Deutsches Triathlon-Trio schafft die Qualifikation für Olympia 2012
London. Im ungeliebten Regen hat Triathlon-Olympiasieger Jan Frodeno die Nerven bewahrt und sich das Ticket für die Titelverteidigung im kommenden Jahr gesichert. Außer dem Saarbrückener schaffte Vizeweltmeister Steffen Justus am Sonntag in London beim fünften von sieben Rennen der WM-Serie die Qualifikation für den Olympiastart an gleicher Stätte. Mit den Plätzen fünf und elf erfüllten Justus und Frodeno die Kriterien der Deutschen Triathlon Union (DTU).
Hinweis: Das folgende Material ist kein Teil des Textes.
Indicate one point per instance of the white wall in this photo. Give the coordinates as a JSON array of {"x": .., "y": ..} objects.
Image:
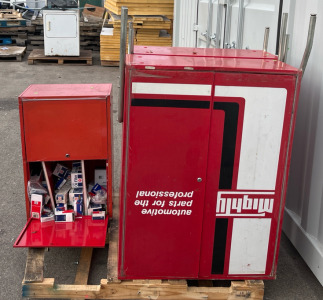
[{"x": 303, "y": 220}]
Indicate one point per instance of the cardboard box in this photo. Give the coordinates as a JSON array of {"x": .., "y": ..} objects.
[
  {"x": 47, "y": 217},
  {"x": 77, "y": 176},
  {"x": 36, "y": 205},
  {"x": 100, "y": 177},
  {"x": 61, "y": 206},
  {"x": 63, "y": 194},
  {"x": 64, "y": 216},
  {"x": 98, "y": 215},
  {"x": 60, "y": 183},
  {"x": 60, "y": 171},
  {"x": 77, "y": 200},
  {"x": 94, "y": 207}
]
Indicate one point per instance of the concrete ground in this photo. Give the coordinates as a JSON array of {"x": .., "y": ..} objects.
[{"x": 294, "y": 278}]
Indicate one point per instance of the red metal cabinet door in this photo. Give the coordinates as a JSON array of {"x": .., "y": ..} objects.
[
  {"x": 250, "y": 131},
  {"x": 165, "y": 148},
  {"x": 65, "y": 129}
]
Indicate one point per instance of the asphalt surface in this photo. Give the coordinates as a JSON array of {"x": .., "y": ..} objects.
[{"x": 294, "y": 278}]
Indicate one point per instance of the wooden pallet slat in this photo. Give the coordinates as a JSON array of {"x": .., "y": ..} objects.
[
  {"x": 34, "y": 271},
  {"x": 37, "y": 56},
  {"x": 113, "y": 288},
  {"x": 12, "y": 53}
]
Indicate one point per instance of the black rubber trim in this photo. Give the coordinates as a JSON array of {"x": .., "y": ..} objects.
[
  {"x": 220, "y": 239},
  {"x": 170, "y": 103},
  {"x": 231, "y": 110}
]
"Das war ein bisschen Nervenkrieg", sagte der 29-jährige Frodeno nach dem harten Kampf gegen sich, das Wetter und Maik Petzold. Der WM-Dritte von 2009 aus Bautzen, der schon 2004 und 2008 Olympia verpasste, verlor das teaminterne Duell mit Frodeno nur um vier Sekunden und muss nun seine Chance bei einem von der DTU noch festzulegenden Wettkampf im nächsten Jahr suchen.
DTU-Sportdirektor Wolfgang Thiel sah sich nach dem Wochenende in seiner Strategie bestätigt, für die Männer und Frauen das Rennen auf dem Olympia-Kurs für 2012 als Qualifikation zu benennen. "Wenn man von dem Wetter einmal absieht, bin ich vollauf zufrieden", sagte Thiel. Die Vorgaben an seine Athleten lauteten: Die besten beiden Deutschen in London haben ihre Tickets für 2012 sicher, vorausgesetzt sie landen unter den besten zwölf.
"Das Konzept ist aufgegangen", meinte Thiel. Denn einen Tag vor Frodeno und Justus hatte auch Anja Dittmer im Frauen-Rennen als Drittplatzierte ihre Reise zu Olympia gebucht. Als erste Triathletin der Welt wird die 35-Jährige aus Neubrandenburg sie nach 2000, 2004 und 2008 zum vierten Mal bei den Spielen antreten. Ihr gelang zudem als erste deutsche Triathletin ein Podiumsplatz bei einem WM-Rennen seit Einführung der World Championship Series 2009.
"Ich wusste in den vergangenen Wochen, dass ich es schaffe. Dass es so gut wird, hat mich selbst überrascht. Aber es war verdammt hart", sagte sie. Ihre Teamkollegin Svenja Bazlen verpasste als 13. die vorzeitige Olympia-Qualifikation, hat aber noch zwei Chancen. Die einheimischen Athleten untermauerten indes eindrucksvoll ihre Ambitionen für die Spiele in ihrer Hauptstadt. Helen Jenkins siegte am Sonnabend bei den Frauen. Einen Tag später demonstrierte Alistair Brownlee auf den 1,5 km Schwimmen, 40 km Radfahren und zehn km Laufen, dass er der derzeit weltbeste Triathlet ist.